Washington fishing and hunting overseers are now recommending a 15 percent across-the-board fee hike — three times as much as they’d decided on just two weeks ago — but they also softened the hit to WDFW’s most ardent license buyers.
The move during a conference call this morning follows on the request of more than a dozen leading sportsmen and others that the Fish and Wildlife Commission reconsider its Aug. 10 decision to ask state lawmakers for just a 5 percent hike.
A letter signed by 15 of the 20 members of the agency’s Budget and Policy Advisory Group said that that wouldn’t have covered inflation since the last increase in 2011 and they also feared that it would be “frowned upon by legislators and force the department into cuts that will harm our interests and our state’s natural resources.”
Fifteen percent was the top end of the initial range of license increases that were first proposed in June.
The Fish and Wildlife Commission approved the new proposal on a voice vote of 6-1, with Don McIsaac against and Jay Holzmiller leaving the call during discussion. Earlier they also approved asking lawmakers for inflationary adjustments.
Overall for its 2019-21 budget, WDFW is requesting $60 million more to deal with a looming structural shortfall as well as enhance fishing, hunting and conservation work, with as much as two-thirds of that dependent on money coming from the General Fund, a sharp departure since the Great Recession put the onus on user fees supporting the agency.

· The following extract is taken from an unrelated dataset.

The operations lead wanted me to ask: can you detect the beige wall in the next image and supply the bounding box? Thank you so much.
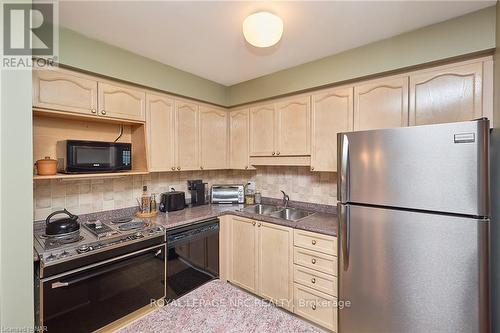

It all still needs to be presented and passed during next year’s legislative session in Olympia and signed by the governor, but the commission set $7 and $15 caps on fishing and hunting license bundles.
For instance, the new Fish Washington package — combo license plus two-pole, Puget Sound crab and Columbia River salmon and steelhead endorsements — would rise 9.66 percent from $79.62 to $87.31 instead of $91.56 under the across-the-board 15 percent hike.
But someone who only fishes for trout in lakes would see a 13.98 percent increase and pay $4.13 more for the freshwater license that now runs $29.50,
Though no such bundle is available, a “hunting enthusiast” currently shelling out $149.80 for the deer, elk, bear, cougar + small game combo, two special permit applications and a turkey tag would pay $16.50 more, an 11.01 percent increase, according to WDFW.
A commission presentation says that the 1B option would raise $13.7 million over the next two years and that:
• All customers contribute but none in excess
• Lessens pocketbook impact to most dedicated customers
• Simple messaging about the maximum increase
Commissioners looked at several other options drummed up on short notice. Those included a phased-in, 8 to 15 percent approach; an $8 resident endorsement; and a $5 endorsement plus a 5 percent increase.
Earlier this month members also approved asking lawmakers to make the Columbia River Salmon and Steelhead Endorsement permanent. It otherwise expires at the end of next June and supports a range of fisheries.
That the Fish and Wildlife Commission backtracked from 5 percent to 15 percent on the fee increase proposal is a sign that it must have taken the letter to heart, that a wide range of stakeholders had their back, to paraphrase one BPAG member.
Among hunter and angler representatives urging the citizen oversight panel to reconsider were Ron Garner of Puget Sound Anglers, David Cloe of the Inland Northwest Wildlife Council, Rachel Voss of the Mule Deer Foundation, Butch Smith of the Ilwaco Charter Association, and Mark Pidgeon of the Hunters Heritage Council,
Some of them were against WDFW’s previous fee hike proposal, the Wild Futures Initiative, just last year. After that failed, lawmakers provided a one-time $10 million bump that came with requirements that the agency review its management practices, perform a zero-based budget analysis and come up with a long-term funding plan. Out of that also came BPAG.
“It’s a tough call but we need to keep the department funded but want to see more money pumped into hatchery production. We do need legislature to approve general fund money and also federal funds on hatchery increases for both the orcas and us,” said PSA’s Garner.
Others members who signed include Mitch Friedman of Conservation Northwest, Jason Callahan of the timber industry’s Washington Forest Protection Association, and Greg Mueller of the Washington Trollers Association.
But there’s been far less support for an increase among rank and file deerstalkers, salmon anglers and other sportsmen for a fee hike.
Preliminary results from a survey after WDFW rolled out 12 to 15 percent increases or a one-time annual $10 surcharge said nearly half of all respondents were “very unlikely” to support one.